David-Jeremiah: First off, the Lamborghini is one of my two main conceptual inspirations. Body, machine, object – however you want to categorize it – Lamborghinis are the most aesthetically pleasing things I’ve ever seen. But the company got past their numerical names – they started coining them hoes after formidable fighting bulls. So, you have this perfect, beautiful, futuristically aggressive machine/body, built for performance, whose essence is trapped in ritualistic violence. Ritualistic violence is definitely one way you could describe bullfighting. If there’s another perfect, beautiful body built for performance – one that’s also trapped in the mix of ritualistic violence – it’s the human body. Obviously, since we can’t stop doing each other dirty. So any time I make a Lambo reference – using shape, a color scheme, or a shout-out – it’s just me connecting the object to humanity in a very specific, flesh-and-blood visceral way, a gore that stays desirable while performing itself.

A lot of ritual is about boundary and passage: inviting in and closing off, and vice versa. A huge element of that dynamic – especially in Africa – is ritualistic powder. It’s usually made of grains and ground animal or human bone. In America, it might as well be a chalk outline. I let the chalk stay itself, because it’s the most American element: here, we act like we change, so I decided to force self-respect by keeping that material what it really is. The grain relates more to the personal side of interpretation: I had a nearly four-year “staycation” – and even alien niggas on other planets know what’s up with ramen in the American penal system. Finally, the ground bone had to be pig bones – on some fuck-the-laws type shit, but at the same time on some respect-that-it-is-what-it-is-when-it-has-to-be type shit. The one ground pig head represents one very specific dead pig, the only one a nigga can think of to respect: Christopher Dorner. The head turns shit into a trophy, because smoking Dorner had to be the ultimate trophy for the other cops who finally dropped him.

The flag is double-sided, with the traditional tri-color side lying prostrate as if it’s enduring the ultimate disrespect to support the all-black nigga side – not only by touching the ground but tooted face-down, ass-up in this hoe while everybody applies more and more pressure on it by reclaiming the negative of a chalk outline into a positive. The outline literally goes from being something that needs to have something inside it in order to be whole, to something that’s full when it’s transferred in the form of a footprint – all with the nigga side’s “permission.” They love to label that kind of shit as empowerment, but at the end of the day, it just gets whitewashed in the most mutually disrespectful way possible, and the white savior/institution gets to save the day while tricking the niggas into internalizing it all just enough for them to save face and run the next play – some Prince Harry type shit.

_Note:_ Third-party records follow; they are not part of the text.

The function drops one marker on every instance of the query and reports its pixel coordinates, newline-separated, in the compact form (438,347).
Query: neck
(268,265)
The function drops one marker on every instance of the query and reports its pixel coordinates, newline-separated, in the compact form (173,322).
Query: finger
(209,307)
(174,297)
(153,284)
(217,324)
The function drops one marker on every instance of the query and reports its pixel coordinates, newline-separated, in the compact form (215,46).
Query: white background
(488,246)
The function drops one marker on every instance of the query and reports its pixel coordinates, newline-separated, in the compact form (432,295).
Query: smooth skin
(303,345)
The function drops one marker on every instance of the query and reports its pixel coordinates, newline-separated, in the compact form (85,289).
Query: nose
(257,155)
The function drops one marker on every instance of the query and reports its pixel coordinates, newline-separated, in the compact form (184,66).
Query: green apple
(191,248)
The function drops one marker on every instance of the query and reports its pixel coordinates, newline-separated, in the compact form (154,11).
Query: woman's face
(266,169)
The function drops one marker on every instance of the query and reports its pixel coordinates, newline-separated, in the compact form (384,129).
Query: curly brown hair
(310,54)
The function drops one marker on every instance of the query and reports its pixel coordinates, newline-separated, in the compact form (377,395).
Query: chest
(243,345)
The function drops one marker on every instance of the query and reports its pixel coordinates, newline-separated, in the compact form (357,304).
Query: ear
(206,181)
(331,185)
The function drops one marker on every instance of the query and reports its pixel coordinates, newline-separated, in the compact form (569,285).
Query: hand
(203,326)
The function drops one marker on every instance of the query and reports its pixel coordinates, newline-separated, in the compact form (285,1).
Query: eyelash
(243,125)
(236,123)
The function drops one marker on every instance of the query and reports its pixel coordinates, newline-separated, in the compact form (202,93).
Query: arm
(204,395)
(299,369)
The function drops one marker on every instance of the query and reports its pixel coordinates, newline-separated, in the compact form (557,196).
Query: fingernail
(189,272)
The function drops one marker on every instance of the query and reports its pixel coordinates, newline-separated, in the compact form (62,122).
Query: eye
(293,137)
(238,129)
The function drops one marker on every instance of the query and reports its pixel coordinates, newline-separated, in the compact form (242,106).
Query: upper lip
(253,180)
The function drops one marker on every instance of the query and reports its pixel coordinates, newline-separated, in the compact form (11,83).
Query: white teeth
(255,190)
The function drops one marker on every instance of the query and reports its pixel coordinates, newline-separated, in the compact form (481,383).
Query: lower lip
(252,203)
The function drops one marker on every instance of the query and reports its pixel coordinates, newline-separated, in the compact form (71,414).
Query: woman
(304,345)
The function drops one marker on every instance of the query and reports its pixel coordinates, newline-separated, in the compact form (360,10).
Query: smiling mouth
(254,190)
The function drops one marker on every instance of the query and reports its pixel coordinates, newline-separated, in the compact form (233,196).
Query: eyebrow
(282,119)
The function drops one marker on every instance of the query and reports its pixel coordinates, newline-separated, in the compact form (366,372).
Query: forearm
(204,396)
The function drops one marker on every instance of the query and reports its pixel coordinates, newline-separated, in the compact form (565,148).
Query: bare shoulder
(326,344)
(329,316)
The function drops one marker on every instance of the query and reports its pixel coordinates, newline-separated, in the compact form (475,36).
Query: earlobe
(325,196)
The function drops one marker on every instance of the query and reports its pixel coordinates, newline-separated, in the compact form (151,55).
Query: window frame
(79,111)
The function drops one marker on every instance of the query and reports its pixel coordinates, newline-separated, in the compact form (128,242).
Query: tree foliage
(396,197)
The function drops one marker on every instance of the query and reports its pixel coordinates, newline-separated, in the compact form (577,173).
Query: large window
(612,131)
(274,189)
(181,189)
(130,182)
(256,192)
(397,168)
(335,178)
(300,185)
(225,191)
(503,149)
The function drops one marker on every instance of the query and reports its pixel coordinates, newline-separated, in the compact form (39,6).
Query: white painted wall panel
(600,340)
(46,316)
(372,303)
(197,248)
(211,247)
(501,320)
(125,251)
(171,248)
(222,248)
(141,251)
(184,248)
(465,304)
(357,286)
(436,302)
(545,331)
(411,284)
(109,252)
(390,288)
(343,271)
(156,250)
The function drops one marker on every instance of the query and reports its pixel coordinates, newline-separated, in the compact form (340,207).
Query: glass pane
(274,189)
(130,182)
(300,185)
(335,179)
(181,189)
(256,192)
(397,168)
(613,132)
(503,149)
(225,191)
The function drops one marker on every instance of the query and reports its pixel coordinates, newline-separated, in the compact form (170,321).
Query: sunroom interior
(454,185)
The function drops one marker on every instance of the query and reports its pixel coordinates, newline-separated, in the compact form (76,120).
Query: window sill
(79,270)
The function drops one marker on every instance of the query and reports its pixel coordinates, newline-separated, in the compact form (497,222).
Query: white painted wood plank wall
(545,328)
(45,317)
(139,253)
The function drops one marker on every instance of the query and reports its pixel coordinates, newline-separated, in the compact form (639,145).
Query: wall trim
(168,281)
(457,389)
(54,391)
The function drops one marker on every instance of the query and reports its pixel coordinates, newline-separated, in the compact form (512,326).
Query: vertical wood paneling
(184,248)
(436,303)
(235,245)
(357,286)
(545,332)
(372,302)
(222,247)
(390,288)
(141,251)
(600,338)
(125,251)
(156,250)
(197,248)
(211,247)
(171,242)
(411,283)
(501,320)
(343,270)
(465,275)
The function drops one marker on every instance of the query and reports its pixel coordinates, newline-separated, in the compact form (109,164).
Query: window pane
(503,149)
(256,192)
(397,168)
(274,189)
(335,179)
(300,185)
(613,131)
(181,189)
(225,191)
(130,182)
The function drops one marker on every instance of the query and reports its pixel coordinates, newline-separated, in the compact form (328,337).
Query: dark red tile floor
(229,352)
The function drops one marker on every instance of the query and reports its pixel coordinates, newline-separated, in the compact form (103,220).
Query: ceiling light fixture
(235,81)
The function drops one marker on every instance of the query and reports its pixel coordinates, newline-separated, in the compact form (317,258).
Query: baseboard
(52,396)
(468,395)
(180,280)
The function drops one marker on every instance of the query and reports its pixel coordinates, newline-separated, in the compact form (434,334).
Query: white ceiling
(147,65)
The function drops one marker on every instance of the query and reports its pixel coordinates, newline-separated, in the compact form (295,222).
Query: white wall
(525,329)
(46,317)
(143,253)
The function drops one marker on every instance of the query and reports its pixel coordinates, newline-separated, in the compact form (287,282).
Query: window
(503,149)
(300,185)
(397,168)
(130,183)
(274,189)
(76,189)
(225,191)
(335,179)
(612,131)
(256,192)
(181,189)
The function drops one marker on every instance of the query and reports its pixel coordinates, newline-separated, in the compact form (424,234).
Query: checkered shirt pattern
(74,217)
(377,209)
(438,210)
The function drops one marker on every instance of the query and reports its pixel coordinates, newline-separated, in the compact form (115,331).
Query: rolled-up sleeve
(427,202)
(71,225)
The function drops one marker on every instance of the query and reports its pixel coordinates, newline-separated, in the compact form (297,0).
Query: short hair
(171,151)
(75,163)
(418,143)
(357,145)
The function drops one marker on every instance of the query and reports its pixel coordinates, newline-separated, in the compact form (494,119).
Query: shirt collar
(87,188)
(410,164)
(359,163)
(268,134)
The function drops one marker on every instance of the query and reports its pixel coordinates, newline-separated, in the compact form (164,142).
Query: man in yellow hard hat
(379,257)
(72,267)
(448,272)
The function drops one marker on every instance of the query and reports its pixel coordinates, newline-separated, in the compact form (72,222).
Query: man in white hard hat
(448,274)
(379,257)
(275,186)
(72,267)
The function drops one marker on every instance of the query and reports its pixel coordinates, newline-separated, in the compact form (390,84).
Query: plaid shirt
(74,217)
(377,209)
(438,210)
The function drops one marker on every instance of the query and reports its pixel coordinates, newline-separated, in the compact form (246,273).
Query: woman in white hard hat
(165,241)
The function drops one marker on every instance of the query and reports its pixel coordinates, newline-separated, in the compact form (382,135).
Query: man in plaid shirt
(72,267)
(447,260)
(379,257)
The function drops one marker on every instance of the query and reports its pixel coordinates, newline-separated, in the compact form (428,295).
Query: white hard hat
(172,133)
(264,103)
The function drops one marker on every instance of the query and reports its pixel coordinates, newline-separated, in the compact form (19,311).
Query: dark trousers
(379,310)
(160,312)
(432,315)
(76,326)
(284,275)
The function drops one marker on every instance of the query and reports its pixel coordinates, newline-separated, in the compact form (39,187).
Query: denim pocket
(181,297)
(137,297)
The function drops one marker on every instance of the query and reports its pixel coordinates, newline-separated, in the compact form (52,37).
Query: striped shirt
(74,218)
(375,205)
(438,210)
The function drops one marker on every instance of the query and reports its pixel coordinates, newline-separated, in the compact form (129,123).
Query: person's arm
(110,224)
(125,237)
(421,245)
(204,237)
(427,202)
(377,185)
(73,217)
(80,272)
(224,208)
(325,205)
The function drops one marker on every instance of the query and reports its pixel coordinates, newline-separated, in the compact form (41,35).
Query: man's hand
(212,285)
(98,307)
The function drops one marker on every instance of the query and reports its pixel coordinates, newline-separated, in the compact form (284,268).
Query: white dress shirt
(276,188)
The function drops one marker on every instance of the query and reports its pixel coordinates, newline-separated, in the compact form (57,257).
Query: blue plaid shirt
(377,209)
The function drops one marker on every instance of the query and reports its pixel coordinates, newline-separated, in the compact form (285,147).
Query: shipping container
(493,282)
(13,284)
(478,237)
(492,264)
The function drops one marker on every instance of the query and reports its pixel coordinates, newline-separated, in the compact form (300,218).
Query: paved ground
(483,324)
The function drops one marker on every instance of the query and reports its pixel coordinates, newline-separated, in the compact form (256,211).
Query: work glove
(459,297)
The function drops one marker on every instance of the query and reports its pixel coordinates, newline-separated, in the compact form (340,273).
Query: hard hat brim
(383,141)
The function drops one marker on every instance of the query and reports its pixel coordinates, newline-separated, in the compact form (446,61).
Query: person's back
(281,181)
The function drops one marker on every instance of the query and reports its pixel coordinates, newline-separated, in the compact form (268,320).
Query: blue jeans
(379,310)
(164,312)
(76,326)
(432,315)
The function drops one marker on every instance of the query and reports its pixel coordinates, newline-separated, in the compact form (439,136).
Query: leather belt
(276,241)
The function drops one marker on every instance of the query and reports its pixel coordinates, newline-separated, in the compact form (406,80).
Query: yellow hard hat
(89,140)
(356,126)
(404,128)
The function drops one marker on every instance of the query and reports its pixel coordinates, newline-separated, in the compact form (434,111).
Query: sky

The different fabrics, textures, and hues on the nigga side represent different types of niggas. And the fake and real Lambo floor mats I used to make the stars play into the degrees of real versus fake within all these roles – tactics all niggas have to use, because the realest done been the fakest and the fakest done been the realest at least once.

Let’s talk about the performative element of the piece, or more specifically about how you envisioned the system of viewing that the audience has to navigate. There’s this perfectly measured amount of space that makes it sort of possible to not get the chalk on your shoes if you really, really try not to. But in all likelihood, if you view the piece, you are going to get chalk on your shoes, and possibly on the flag as well. Can you tell me about the way you imagined and designed this experience?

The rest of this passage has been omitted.